I’ve sneaked into the Males 1st Class pool. I mean I waited until they’d started their healing, ’cause I know how they get all into it and they don’t know what’s going on about them. I’m trying to be invisible right next to the changing cubicles and I reckon it’s working, ’cause no one’s shouted at me to bugger off yet. Madame Pythia, Silver and some lass I’ve not seen before are starkers, I mean they’re fully naked in the water.
But none of that even matters. ’Cause the shape of Silver’s face has just changed.
I mean it’s altered, I swear he’s stopped being Silver and, apparently, instead he’s a bloke called Simon who the lass in the water once shagged in a former life. I’m thinking this is like some dodgy remake of Ghost and trying not to freak.
A few minutes ago Madame Pythia was giving it all about showing the way to ‘reverting the body of his spirit from a former life’ and then Silver’s face stopped being Silver’s face. The lass who was being healed, her and Silver were treading water next to each other in the middle of the pool. Next thing, the lass let out the biggest scream ever and swam through the water to hug Silver. Silver hugged her back and then they snogged, with tongues, proper snogging. Madame Pythia had to pull them apart. That’s when I started giggling, ’cause that’s what I sometimes do when I’m freaked out. And that’s why I’m blinking now and blinking some more to make sure that it’s not my eyes playing tricks.
I mean I’m tired, it’s been a long shift, it’s the last appointment of the day, but none of my blinking’s making any difference. And now a proper beautiful white light’s surrounding Madame Pythia. Again, I’m blinking and, again, I’m blinking a bit more. I even use my fingers to stretch my eyes wide open. Maybe I’m confused or maybe I’m coming down with chicken pox. I know I’m not though, least I don’t think I am. I wonder if it’s the vapours off the water, I wonder if they mess with your head and make you see stuff that can’t possibly be real. None of this makes sense to me.
’Cause now Madame Pythia’s face is changing too. Ada Harvey said Madame Pythia could do that, she said how sometimes Madame Pythia allowed several spirits to ‘manifest on her ugly face’. Ada said that one of the spirits she’d seen was her grandmother who’d passed when Ada was a little lass. But this is the first time I’m seeing it with my own eyes. I’m shaking, I’m so confused. I mean it’s crazy, but I don’t think I ever thought it was real. I mean, if I’m honest, I thought the folk who came here were all nutters, that they saw and heard what they needed to see and hear to make their lives better. But now, I mean right now, I’m not sure what’s real and what’s not no more.

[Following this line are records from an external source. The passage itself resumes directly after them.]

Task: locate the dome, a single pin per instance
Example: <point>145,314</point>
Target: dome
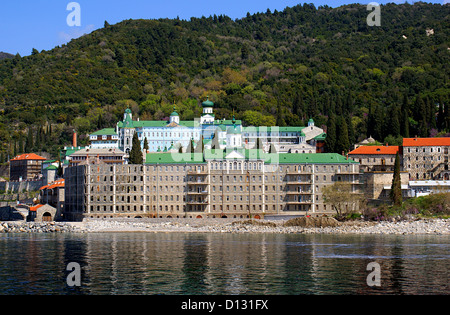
<point>234,130</point>
<point>208,103</point>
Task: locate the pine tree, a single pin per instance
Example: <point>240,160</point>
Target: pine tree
<point>396,188</point>
<point>330,141</point>
<point>136,152</point>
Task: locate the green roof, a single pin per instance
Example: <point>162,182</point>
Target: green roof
<point>174,158</point>
<point>274,129</point>
<point>160,123</point>
<point>208,103</point>
<point>105,132</point>
<point>234,130</point>
<point>227,122</point>
<point>306,158</point>
<point>252,154</point>
<point>321,137</point>
<point>128,122</point>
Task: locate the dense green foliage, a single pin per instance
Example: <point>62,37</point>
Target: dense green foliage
<point>433,205</point>
<point>270,68</point>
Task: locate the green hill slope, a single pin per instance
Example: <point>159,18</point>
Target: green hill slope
<point>270,68</point>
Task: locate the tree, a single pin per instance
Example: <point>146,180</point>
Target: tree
<point>341,198</point>
<point>146,145</point>
<point>330,141</point>
<point>215,145</point>
<point>136,152</point>
<point>29,141</point>
<point>342,142</point>
<point>396,188</point>
<point>190,147</point>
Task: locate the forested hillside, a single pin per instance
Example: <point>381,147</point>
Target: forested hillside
<point>271,68</point>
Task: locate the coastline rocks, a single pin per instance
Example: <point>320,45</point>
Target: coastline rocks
<point>434,226</point>
<point>34,227</point>
<point>299,225</point>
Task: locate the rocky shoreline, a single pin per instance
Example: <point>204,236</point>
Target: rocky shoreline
<point>413,227</point>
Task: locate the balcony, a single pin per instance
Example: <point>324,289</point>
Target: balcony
<point>197,192</point>
<point>193,173</point>
<point>295,192</point>
<point>197,182</point>
<point>197,202</point>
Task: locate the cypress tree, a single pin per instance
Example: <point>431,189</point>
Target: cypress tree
<point>136,152</point>
<point>190,147</point>
<point>146,144</point>
<point>20,145</point>
<point>342,142</point>
<point>29,141</point>
<point>330,141</point>
<point>441,117</point>
<point>396,188</point>
<point>394,122</point>
<point>215,145</point>
<point>446,116</point>
<point>405,124</point>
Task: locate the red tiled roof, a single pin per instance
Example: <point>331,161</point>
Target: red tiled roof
<point>28,156</point>
<point>424,142</point>
<point>375,149</point>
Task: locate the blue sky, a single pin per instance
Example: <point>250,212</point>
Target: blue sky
<point>42,24</point>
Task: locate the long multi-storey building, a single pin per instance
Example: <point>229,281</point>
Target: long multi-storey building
<point>216,183</point>
<point>426,158</point>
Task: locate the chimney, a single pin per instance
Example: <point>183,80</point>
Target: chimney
<point>74,140</point>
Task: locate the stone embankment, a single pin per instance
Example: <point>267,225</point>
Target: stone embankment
<point>32,227</point>
<point>432,226</point>
<point>305,226</point>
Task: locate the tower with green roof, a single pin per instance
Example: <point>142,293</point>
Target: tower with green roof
<point>174,117</point>
<point>208,114</point>
<point>128,130</point>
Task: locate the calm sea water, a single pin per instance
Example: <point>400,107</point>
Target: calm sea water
<point>216,264</point>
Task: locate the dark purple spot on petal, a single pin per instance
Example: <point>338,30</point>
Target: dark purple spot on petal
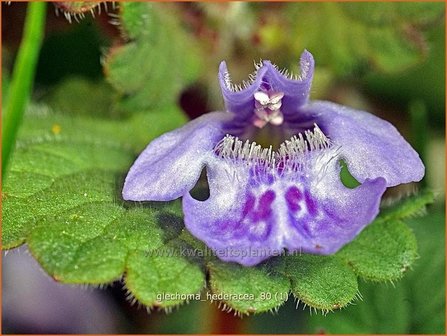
<point>301,226</point>
<point>265,205</point>
<point>311,204</point>
<point>293,196</point>
<point>260,234</point>
<point>249,205</point>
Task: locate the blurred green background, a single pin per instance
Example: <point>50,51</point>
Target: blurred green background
<point>386,58</point>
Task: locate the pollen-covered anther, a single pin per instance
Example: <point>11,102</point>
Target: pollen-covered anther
<point>234,149</point>
<point>238,87</point>
<point>267,108</point>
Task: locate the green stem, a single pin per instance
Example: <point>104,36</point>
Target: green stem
<point>22,78</point>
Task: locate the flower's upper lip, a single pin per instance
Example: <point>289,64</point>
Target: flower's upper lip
<point>239,99</point>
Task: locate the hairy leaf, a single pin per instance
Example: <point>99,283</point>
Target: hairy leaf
<point>416,305</point>
<point>383,251</point>
<point>323,282</point>
<point>157,62</point>
<point>348,36</point>
<point>249,289</point>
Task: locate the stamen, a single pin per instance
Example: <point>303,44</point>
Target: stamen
<point>239,87</point>
<point>290,155</point>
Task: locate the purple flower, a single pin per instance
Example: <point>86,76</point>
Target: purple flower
<point>286,192</point>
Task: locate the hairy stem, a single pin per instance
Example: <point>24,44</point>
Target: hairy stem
<point>22,78</point>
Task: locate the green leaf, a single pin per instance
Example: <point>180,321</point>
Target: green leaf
<point>96,99</point>
<point>416,305</point>
<point>248,289</point>
<point>349,36</point>
<point>163,277</point>
<point>157,63</point>
<point>322,282</point>
<point>412,206</point>
<point>382,310</point>
<point>382,252</point>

The other day I asked Madame Pythia why so many people came to The Oracle and she said, ‘After a long period of spiritual sleep and materialism, humans are finally awakening and opening their minds to new experiences.’ And then, ‘Humans are beginning to realise what I have known since birth, that materialism is not the answer.’ I remember nodding my head, not really listening ’cause she was going on a bit. I remember thinking she was off her face and wondering why they charged so much for each session, if it wasn’t about the money.
But that was all before I realised she could do proper freaky shit with her face. My head’s all over the place now and that’s when I hear the lass speaking.
‘I have been told that there are dark demons smothering me,’ she says.
‘Who spoke such words to you?’ Madame Pythia shouts across the pool. They’ve swam apart a bit while I’ve been freaking out.
‘A friend,’ the lass says.
‘A friend! A friend! What rot! You should choose your friends with more care and consideration, my dear!’